Federal Reserve economists concluded in a new research paper that much of the decline in labor force participation since 2007 is due to long-lasting “structural” causes such as the aging of the workforce.
Fed officials are debating how much slack is in the labor market. The paper released today casts doubt on whether continued economic stimulus would raise labor-force participation much above its current levels as demand increases.
“Demographics will likely continue to play a prominent role in determining the future path of the aggregate labor force participation rate,” the economists said. “Indeed, on our estimates, the continued aging of the population alone will subtract 2.5 percentage points from the aggregate participation rate over the next ten years.”
The Fed economists said their model shows that economic weakness was depressing the participation rate by 0.25 percentage point to as much as one percentage point in the second quarter of this year.
The labor force participation rate, or the share of the working age population with a job or looking for one, stood at 62.9 percent in July, down from 66 percent the same month in 2007.

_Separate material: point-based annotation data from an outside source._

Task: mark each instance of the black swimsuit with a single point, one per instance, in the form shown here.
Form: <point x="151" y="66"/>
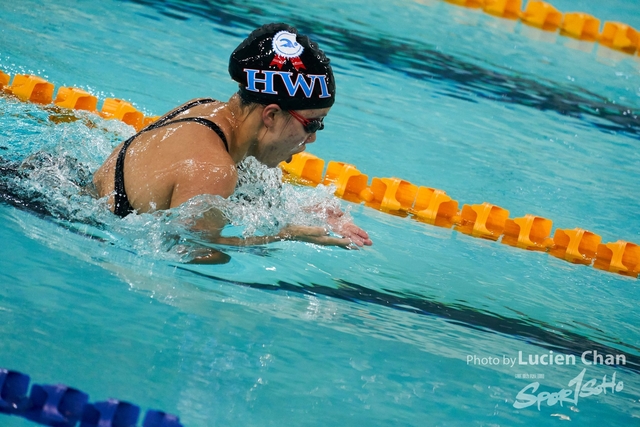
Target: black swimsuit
<point x="123" y="207"/>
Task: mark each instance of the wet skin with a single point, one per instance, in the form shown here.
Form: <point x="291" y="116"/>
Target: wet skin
<point x="168" y="166"/>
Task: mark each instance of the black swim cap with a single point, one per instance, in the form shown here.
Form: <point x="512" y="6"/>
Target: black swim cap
<point x="276" y="65"/>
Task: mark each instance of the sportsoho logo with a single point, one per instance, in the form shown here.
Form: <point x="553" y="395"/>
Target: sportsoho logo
<point x="578" y="387"/>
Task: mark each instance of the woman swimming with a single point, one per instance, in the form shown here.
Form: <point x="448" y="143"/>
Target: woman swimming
<point x="286" y="89"/>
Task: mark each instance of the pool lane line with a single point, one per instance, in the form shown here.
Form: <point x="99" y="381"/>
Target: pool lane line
<point x="528" y="330"/>
<point x="577" y="25"/>
<point x="421" y="61"/>
<point x="390" y="195"/>
<point x="435" y="207"/>
<point x="64" y="406"/>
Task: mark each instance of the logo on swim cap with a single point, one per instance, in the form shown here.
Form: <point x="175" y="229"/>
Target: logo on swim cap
<point x="285" y="44"/>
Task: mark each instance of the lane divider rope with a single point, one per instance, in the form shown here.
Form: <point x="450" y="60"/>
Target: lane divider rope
<point x="578" y="25"/>
<point x="434" y="206"/>
<point x="62" y="406"/>
<point x="392" y="195"/>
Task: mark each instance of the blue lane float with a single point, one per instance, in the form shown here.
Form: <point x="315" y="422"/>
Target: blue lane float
<point x="62" y="406"/>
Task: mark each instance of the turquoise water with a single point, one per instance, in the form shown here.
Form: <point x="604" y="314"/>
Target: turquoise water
<point x="293" y="334"/>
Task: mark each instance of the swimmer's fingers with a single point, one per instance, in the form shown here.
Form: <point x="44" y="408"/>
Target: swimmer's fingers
<point x="328" y="241"/>
<point x="293" y="232"/>
<point x="356" y="234"/>
<point x="316" y="235"/>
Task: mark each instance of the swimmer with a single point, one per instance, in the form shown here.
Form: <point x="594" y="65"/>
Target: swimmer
<point x="286" y="89"/>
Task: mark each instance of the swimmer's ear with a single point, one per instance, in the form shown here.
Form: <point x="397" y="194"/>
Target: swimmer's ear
<point x="269" y="113"/>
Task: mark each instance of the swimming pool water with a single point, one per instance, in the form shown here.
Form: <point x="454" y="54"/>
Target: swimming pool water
<point x="294" y="334"/>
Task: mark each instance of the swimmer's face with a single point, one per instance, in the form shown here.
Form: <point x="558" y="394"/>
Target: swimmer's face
<point x="286" y="134"/>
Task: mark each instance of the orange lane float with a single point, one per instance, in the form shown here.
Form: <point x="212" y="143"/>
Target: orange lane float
<point x="541" y="15"/>
<point x="32" y="88"/>
<point x="349" y="181"/>
<point x="620" y="36"/>
<point x="509" y="9"/>
<point x="4" y="80"/>
<point x="619" y="257"/>
<point x="122" y="110"/>
<point x="467" y="3"/>
<point x="580" y="26"/>
<point x="528" y="232"/>
<point x="148" y="120"/>
<point x="433" y="205"/>
<point x="75" y="99"/>
<point x="578" y="246"/>
<point x="390" y="194"/>
<point x="305" y="166"/>
<point x="484" y="220"/>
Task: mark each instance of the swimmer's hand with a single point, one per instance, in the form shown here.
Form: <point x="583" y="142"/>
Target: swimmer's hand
<point x="317" y="235"/>
<point x="344" y="226"/>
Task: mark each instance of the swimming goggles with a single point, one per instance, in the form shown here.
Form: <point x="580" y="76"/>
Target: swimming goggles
<point x="310" y="126"/>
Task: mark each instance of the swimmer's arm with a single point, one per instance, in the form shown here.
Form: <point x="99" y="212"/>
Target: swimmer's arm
<point x="213" y="221"/>
<point x="343" y="225"/>
<point x="222" y="183"/>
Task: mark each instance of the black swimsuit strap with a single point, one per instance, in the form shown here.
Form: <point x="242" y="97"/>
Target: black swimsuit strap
<point x="122" y="205"/>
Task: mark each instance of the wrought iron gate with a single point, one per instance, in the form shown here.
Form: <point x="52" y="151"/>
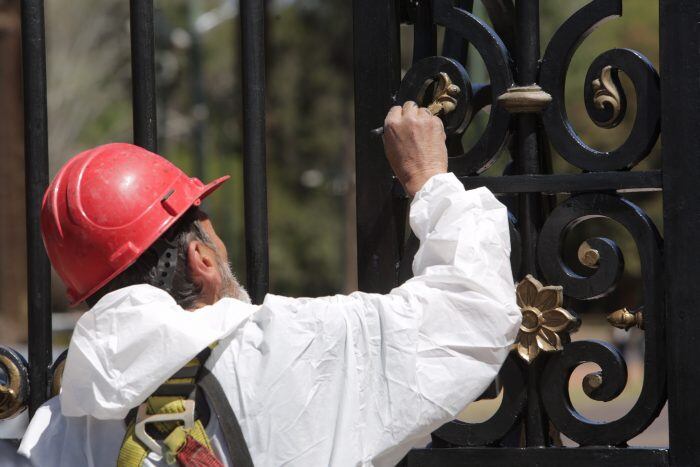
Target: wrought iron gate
<point x="527" y="114"/>
<point x="41" y="374"/>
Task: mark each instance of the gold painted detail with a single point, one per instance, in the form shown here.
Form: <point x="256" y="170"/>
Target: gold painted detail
<point x="444" y="96"/>
<point x="625" y="319"/>
<point x="544" y="319"/>
<point x="525" y="99"/>
<point x="10" y="403"/>
<point x="605" y="93"/>
<point x="57" y="379"/>
<point x="588" y="256"/>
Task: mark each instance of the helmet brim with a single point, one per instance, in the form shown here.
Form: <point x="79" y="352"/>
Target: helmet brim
<point x="207" y="190"/>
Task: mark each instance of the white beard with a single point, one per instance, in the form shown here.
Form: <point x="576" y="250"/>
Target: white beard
<point x="230" y="287"/>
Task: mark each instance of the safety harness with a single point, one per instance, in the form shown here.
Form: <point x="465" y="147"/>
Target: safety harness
<point x="176" y="414"/>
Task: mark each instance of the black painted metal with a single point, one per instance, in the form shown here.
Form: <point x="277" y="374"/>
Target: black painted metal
<point x="377" y="75"/>
<point x="622" y="182"/>
<point x="536" y="405"/>
<point x="533" y="457"/>
<point x="36" y="155"/>
<point x="143" y="74"/>
<point x="680" y="56"/>
<point x="254" y="164"/>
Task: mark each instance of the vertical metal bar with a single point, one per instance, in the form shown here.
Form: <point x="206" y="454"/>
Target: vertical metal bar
<point x="143" y="74"/>
<point x="252" y="13"/>
<point x="36" y="154"/>
<point x="199" y="109"/>
<point x="680" y="120"/>
<point x="528" y="161"/>
<point x="377" y="76"/>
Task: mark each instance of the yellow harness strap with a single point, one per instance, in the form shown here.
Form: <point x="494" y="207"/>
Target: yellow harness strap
<point x="133" y="451"/>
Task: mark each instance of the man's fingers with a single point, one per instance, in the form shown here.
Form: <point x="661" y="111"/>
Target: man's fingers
<point x="393" y="116"/>
<point x="410" y="108"/>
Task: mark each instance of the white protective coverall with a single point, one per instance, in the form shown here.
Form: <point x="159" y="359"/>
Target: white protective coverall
<point x="333" y="381"/>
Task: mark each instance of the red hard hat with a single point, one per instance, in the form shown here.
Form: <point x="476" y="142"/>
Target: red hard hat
<point x="106" y="207"/>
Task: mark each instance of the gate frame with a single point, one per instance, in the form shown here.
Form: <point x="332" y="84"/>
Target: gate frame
<point x="380" y="219"/>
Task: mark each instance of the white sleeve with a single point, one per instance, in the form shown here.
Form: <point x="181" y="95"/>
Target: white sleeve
<point x="446" y="332"/>
<point x="347" y="379"/>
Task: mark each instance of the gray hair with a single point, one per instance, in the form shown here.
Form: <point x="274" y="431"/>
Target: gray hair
<point x="146" y="269"/>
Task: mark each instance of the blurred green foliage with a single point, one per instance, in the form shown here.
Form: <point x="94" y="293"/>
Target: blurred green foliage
<point x="309" y="118"/>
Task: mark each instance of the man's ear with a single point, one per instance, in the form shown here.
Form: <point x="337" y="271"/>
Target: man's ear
<point x="202" y="265"/>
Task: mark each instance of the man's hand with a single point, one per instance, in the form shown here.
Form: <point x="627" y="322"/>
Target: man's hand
<point x="414" y="141"/>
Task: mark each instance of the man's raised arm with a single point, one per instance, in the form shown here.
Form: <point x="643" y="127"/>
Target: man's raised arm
<point x="357" y="378"/>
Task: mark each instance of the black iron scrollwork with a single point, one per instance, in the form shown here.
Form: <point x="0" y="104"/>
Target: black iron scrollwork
<point x="14" y="383"/>
<point x="535" y="387"/>
<point x="613" y="376"/>
<point x="513" y="382"/>
<point x="604" y="95"/>
<point x="495" y="55"/>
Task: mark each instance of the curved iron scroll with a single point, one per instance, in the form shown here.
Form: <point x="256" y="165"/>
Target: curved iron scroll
<point x="535" y="388"/>
<point x="497" y="60"/>
<point x="556" y="375"/>
<point x="605" y="98"/>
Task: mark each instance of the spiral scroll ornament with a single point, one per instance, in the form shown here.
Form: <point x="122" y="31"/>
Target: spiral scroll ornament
<point x="14" y="388"/>
<point x="606" y="95"/>
<point x="611" y="380"/>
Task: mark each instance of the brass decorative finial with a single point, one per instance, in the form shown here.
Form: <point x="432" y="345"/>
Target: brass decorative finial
<point x="625" y="319"/>
<point x="57" y="378"/>
<point x="605" y="92"/>
<point x="10" y="402"/>
<point x="444" y="96"/>
<point x="544" y="319"/>
<point x="525" y="99"/>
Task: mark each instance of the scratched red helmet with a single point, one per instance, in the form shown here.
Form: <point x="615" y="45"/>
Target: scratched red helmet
<point x="106" y="207"/>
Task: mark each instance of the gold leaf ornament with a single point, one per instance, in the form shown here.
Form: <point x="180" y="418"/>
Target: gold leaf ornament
<point x="544" y="319"/>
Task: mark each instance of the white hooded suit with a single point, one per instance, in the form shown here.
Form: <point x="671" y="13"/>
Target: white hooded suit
<point x="333" y="381"/>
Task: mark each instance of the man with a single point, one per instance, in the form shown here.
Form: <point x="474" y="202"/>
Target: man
<point x="333" y="381"/>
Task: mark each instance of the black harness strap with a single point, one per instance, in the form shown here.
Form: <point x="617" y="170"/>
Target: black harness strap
<point x="211" y="399"/>
<point x="233" y="436"/>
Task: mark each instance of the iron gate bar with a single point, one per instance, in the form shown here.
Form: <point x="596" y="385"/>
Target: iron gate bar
<point x="680" y="121"/>
<point x="527" y="159"/>
<point x="377" y="74"/>
<point x="621" y="182"/>
<point x="538" y="457"/>
<point x="252" y="13"/>
<point x="143" y="74"/>
<point x="36" y="154"/>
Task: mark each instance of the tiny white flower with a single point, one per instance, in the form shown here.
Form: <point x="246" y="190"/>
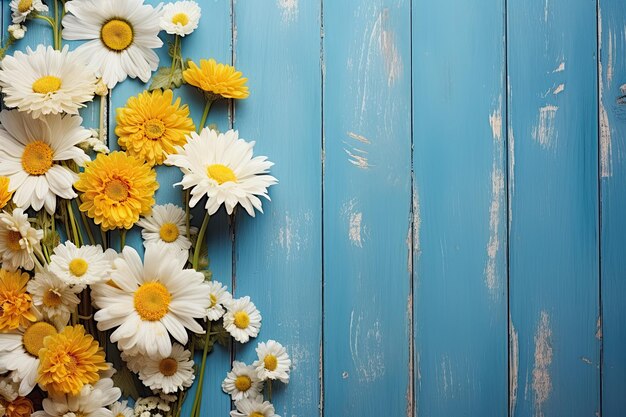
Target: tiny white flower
<point x="80" y="267"/>
<point x="219" y="298"/>
<point x="180" y="18"/>
<point x="242" y="319"/>
<point x="166" y="225"/>
<point x="273" y="362"/>
<point x="242" y="382"/>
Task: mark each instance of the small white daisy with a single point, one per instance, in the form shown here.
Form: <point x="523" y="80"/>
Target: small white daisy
<point x="121" y="35"/>
<point x="19" y="353"/>
<point x="53" y="297"/>
<point x="180" y="18"/>
<point x="166" y="224"/>
<point x="18" y="241"/>
<point x="169" y="374"/>
<point x="32" y="153"/>
<point x="121" y="409"/>
<point x="21" y="9"/>
<point x="242" y="319"/>
<point x="92" y="401"/>
<point x="273" y="362"/>
<point x="79" y="266"/>
<point x="219" y="298"/>
<point x="151" y="300"/>
<point x="253" y="407"/>
<point x="221" y="166"/>
<point x="242" y="382"/>
<point x="46" y="81"/>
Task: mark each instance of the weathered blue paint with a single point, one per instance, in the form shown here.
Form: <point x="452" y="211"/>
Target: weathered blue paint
<point x="459" y="236"/>
<point x="612" y="71"/>
<point x="553" y="189"/>
<point x="279" y="253"/>
<point x="367" y="207"/>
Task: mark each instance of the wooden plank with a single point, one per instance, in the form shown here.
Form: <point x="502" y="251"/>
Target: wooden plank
<point x="553" y="189"/>
<point x="612" y="70"/>
<point x="279" y="253"/>
<point x="460" y="208"/>
<point x="367" y="208"/>
<point x="212" y="39"/>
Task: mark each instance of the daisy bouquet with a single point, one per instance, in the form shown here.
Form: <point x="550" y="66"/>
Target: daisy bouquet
<point x="70" y="287"/>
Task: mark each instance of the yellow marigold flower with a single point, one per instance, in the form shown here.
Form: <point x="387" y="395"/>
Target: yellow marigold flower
<point x="217" y="79"/>
<point x="151" y="125"/>
<point x="16" y="305"/>
<point x="19" y="407"/>
<point x="69" y="360"/>
<point x="116" y="190"/>
<point x="5" y="194"/>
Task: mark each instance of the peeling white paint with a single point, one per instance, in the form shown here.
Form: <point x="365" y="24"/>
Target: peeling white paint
<point x="542" y="382"/>
<point x="544" y="133"/>
<point x="513" y="368"/>
<point x="559" y="89"/>
<point x="288" y="9"/>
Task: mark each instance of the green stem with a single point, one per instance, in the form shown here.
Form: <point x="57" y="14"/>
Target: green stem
<point x="207" y="108"/>
<point x="199" y="241"/>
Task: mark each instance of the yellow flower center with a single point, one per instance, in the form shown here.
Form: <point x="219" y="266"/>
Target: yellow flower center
<point x="242" y="319"/>
<point x="34" y="336"/>
<point x="154" y="129"/>
<point x="152" y="301"/>
<point x="243" y="383"/>
<point x="47" y="84"/>
<point x="78" y="267"/>
<point x="270" y="362"/>
<point x="37" y="158"/>
<point x="168" y="366"/>
<point x="117" y="34"/>
<point x="117" y="190"/>
<point x="169" y="232"/>
<point x="13" y="240"/>
<point x="180" y="19"/>
<point x="221" y="173"/>
<point x="51" y="298"/>
<point x="24" y="5"/>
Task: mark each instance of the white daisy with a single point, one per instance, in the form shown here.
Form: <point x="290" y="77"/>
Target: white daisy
<point x="180" y="18"/>
<point x="90" y="402"/>
<point x="242" y="382"/>
<point x="169" y="374"/>
<point x="221" y="167"/>
<point x="242" y="319"/>
<point x="53" y="297"/>
<point x="166" y="224"/>
<point x="21" y="9"/>
<point x="31" y="154"/>
<point x="121" y="34"/>
<point x="219" y="298"/>
<point x="253" y="407"/>
<point x="121" y="409"/>
<point x="79" y="266"/>
<point x="19" y="353"/>
<point x="273" y="362"/>
<point x="152" y="300"/>
<point x="18" y="241"/>
<point x="46" y="81"/>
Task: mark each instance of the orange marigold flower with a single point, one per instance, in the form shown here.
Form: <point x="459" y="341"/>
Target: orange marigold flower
<point x="69" y="360"/>
<point x="16" y="305"/>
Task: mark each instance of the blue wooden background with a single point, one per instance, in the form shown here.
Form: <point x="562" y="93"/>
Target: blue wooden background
<point x="447" y="238"/>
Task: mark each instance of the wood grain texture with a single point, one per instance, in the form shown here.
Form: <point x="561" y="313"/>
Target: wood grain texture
<point x="367" y="207"/>
<point x="279" y="253"/>
<point x="612" y="71"/>
<point x="553" y="189"/>
<point x="460" y="237"/>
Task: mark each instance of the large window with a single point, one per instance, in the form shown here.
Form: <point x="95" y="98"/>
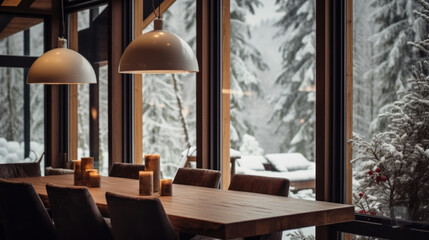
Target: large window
<point x="390" y="88"/>
<point x="21" y="104"/>
<point x="272" y="93"/>
<point x="91" y="41"/>
<point x="169" y="100"/>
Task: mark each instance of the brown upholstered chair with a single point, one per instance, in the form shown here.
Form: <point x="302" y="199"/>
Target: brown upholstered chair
<point x="23" y="214"/>
<point x="264" y="185"/>
<point x="14" y="170"/>
<point x="126" y="170"/>
<point x="76" y="215"/>
<point x="136" y="218"/>
<point x="197" y="177"/>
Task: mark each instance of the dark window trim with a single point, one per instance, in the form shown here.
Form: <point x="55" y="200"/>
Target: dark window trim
<point x="375" y="226"/>
<point x="127" y="86"/>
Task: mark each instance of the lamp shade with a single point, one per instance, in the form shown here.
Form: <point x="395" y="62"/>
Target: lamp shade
<point x="61" y="66"/>
<point x="158" y="51"/>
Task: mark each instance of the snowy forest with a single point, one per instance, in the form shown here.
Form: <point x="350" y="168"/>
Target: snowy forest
<point x="12" y="82"/>
<point x="272" y="90"/>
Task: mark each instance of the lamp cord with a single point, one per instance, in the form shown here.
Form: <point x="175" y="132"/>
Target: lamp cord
<point x="63" y="32"/>
<point x="154" y="10"/>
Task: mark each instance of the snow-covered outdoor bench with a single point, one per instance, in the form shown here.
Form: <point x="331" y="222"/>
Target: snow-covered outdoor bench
<point x="293" y="166"/>
<point x="191" y="158"/>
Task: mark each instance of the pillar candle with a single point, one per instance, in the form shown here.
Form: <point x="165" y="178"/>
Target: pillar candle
<point x="77" y="172"/>
<point x="145" y="183"/>
<point x="87" y="163"/>
<point x="152" y="163"/>
<point x="87" y="175"/>
<point x="94" y="179"/>
<point x="166" y="187"/>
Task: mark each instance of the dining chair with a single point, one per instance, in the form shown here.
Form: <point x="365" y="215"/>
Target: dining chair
<point x="264" y="185"/>
<point x="197" y="177"/>
<point x="76" y="215"/>
<point x="23" y="214"/>
<point x="15" y="170"/>
<point x="126" y="170"/>
<point x="138" y="218"/>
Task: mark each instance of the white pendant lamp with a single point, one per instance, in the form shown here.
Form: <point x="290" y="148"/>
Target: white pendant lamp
<point x="61" y="66"/>
<point x="158" y="51"/>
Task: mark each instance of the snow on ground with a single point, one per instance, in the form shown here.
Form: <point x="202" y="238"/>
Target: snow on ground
<point x="13" y="152"/>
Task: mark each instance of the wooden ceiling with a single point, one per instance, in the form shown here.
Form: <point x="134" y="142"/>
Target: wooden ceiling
<point x="10" y="24"/>
<point x="44" y="5"/>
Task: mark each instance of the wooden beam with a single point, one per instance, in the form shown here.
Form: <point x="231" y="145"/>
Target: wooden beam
<point x="226" y="75"/>
<point x="18" y="24"/>
<point x="53" y="148"/>
<point x="164" y="7"/>
<point x="323" y="94"/>
<point x="349" y="100"/>
<point x="138" y="90"/>
<point x="11" y="3"/>
<point x="115" y="83"/>
<point x="73" y="93"/>
<point x="25" y="11"/>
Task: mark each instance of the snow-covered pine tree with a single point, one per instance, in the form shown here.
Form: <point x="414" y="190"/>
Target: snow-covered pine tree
<point x="245" y="61"/>
<point x="363" y="82"/>
<point x="392" y="168"/>
<point x="12" y="90"/>
<point x="394" y="25"/>
<point x="163" y="128"/>
<point x="295" y="105"/>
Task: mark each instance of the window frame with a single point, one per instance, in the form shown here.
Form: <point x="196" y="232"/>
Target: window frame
<point x="374" y="226"/>
<point x="25" y="62"/>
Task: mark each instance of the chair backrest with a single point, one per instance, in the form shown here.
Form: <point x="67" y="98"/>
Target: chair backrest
<point x="260" y="184"/>
<point x="14" y="170"/>
<point x="126" y="170"/>
<point x="138" y="218"/>
<point x="76" y="215"/>
<point x="22" y="213"/>
<point x="197" y="177"/>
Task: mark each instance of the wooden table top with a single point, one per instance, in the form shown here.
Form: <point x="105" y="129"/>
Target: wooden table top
<point x="217" y="213"/>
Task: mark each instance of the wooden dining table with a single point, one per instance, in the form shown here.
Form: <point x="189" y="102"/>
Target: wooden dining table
<point x="216" y="213"/>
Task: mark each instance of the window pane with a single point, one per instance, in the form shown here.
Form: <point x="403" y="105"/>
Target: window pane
<point x="389" y="120"/>
<point x="92" y="25"/>
<point x="13" y="143"/>
<point x="21" y="104"/>
<point x="12" y="36"/>
<point x="169" y="120"/>
<point x="272" y="94"/>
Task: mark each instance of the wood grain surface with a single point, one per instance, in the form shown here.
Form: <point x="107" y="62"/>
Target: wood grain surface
<point x="217" y="213"/>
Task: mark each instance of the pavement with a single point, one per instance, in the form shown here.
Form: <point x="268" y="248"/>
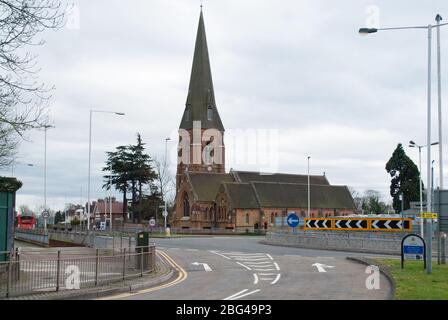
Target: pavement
<point x="240" y="268"/>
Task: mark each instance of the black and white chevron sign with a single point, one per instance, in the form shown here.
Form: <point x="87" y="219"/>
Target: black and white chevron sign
<point x="384" y="224"/>
<point x="350" y="224"/>
<point x="318" y="224"/>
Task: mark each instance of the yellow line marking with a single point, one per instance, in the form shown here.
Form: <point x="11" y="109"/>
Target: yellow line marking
<point x="182" y="276"/>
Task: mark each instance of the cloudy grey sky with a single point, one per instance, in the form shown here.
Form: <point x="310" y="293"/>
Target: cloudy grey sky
<point x="298" y="69"/>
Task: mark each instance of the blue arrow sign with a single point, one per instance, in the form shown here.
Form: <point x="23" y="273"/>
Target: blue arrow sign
<point x="292" y="220"/>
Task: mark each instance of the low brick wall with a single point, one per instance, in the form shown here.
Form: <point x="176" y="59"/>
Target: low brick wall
<point x="353" y="242"/>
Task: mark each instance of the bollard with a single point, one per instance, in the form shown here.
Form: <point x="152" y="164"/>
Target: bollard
<point x="443" y="249"/>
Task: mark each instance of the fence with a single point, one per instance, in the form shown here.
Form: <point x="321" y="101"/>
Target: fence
<point x="20" y="276"/>
<point x="368" y="242"/>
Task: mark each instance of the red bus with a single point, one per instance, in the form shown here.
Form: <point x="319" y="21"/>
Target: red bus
<point x="26" y="222"/>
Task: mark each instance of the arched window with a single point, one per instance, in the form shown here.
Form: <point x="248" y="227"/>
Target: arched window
<point x="210" y="113"/>
<point x="186" y="206"/>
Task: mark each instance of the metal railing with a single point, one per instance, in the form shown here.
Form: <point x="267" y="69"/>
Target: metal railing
<point x="34" y="274"/>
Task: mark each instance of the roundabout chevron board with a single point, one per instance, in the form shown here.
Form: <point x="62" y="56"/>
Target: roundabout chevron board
<point x="359" y="224"/>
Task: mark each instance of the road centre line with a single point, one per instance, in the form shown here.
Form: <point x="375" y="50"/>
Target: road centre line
<point x="214" y="252"/>
<point x="246" y="294"/>
<point x="244" y="266"/>
<point x="255" y="278"/>
<point x="276" y="279"/>
<point x="236" y="294"/>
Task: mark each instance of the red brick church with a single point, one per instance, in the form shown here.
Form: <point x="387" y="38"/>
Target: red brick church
<point x="208" y="197"/>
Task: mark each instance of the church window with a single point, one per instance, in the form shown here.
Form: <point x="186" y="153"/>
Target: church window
<point x="210" y="113"/>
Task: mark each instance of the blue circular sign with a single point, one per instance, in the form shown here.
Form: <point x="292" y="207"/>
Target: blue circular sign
<point x="292" y="220"/>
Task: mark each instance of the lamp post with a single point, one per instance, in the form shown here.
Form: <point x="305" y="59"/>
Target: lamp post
<point x="366" y="31"/>
<point x="165" y="213"/>
<point x="90" y="156"/>
<point x="412" y="144"/>
<point x="46" y="127"/>
<point x="309" y="193"/>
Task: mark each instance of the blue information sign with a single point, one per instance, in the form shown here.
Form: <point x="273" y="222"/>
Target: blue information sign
<point x="293" y="220"/>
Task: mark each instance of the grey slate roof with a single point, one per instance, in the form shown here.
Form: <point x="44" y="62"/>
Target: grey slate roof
<point x="201" y="94"/>
<point x="248" y="176"/>
<point x="291" y="195"/>
<point x="241" y="195"/>
<point x="206" y="185"/>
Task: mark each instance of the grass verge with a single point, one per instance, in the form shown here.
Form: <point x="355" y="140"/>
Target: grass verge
<point x="412" y="282"/>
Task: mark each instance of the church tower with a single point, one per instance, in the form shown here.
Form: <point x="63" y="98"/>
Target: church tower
<point x="201" y="132"/>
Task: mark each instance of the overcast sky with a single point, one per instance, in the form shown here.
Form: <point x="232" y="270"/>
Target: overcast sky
<point x="296" y="69"/>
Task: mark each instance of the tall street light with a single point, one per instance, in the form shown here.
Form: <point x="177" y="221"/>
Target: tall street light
<point x="90" y="156"/>
<point x="46" y="127"/>
<point x="309" y="193"/>
<point x="366" y="31"/>
<point x="412" y="144"/>
<point x="165" y="213"/>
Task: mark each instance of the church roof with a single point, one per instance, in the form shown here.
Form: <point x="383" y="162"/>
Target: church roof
<point x="201" y="95"/>
<point x="206" y="185"/>
<point x="241" y="195"/>
<point x="291" y="195"/>
<point x="248" y="176"/>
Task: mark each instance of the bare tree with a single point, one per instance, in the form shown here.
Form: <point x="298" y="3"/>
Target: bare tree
<point x="22" y="97"/>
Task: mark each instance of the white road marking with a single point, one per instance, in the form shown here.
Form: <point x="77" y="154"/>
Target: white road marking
<point x="244" y="266"/>
<point x="255" y="278"/>
<point x="276" y="279"/>
<point x="236" y="294"/>
<point x="265" y="269"/>
<point x="214" y="252"/>
<point x="246" y="294"/>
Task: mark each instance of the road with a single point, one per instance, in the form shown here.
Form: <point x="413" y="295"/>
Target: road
<point x="239" y="268"/>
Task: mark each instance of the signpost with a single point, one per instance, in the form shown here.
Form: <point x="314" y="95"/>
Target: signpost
<point x="413" y="247"/>
<point x="292" y="220"/>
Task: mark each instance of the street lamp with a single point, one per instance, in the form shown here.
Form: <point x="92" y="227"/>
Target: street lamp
<point x="46" y="127"/>
<point x="366" y="31"/>
<point x="165" y="213"/>
<point x="412" y="144"/>
<point x="90" y="156"/>
<point x="309" y="196"/>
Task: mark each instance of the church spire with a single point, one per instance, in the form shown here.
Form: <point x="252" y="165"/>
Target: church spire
<point x="201" y="105"/>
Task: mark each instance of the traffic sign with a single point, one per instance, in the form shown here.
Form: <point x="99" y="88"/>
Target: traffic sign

The authors, led by Stephanie Aaronson, chief of the Fed Board’s macroeconomic analysis section, said part of that decline may also be due higher rates of school enrollment among the young and other causes that “may not be amenable” to countercyclical policies.
“The evidence we present in this paper suggests that much of the steep decline in the labor force participation rate since 2007 owes to ongoing structural influences that are pushing down the participation rate rather than a pronounced cyclical weakness related to potential job seekers’ discouragement,” the paper concluded.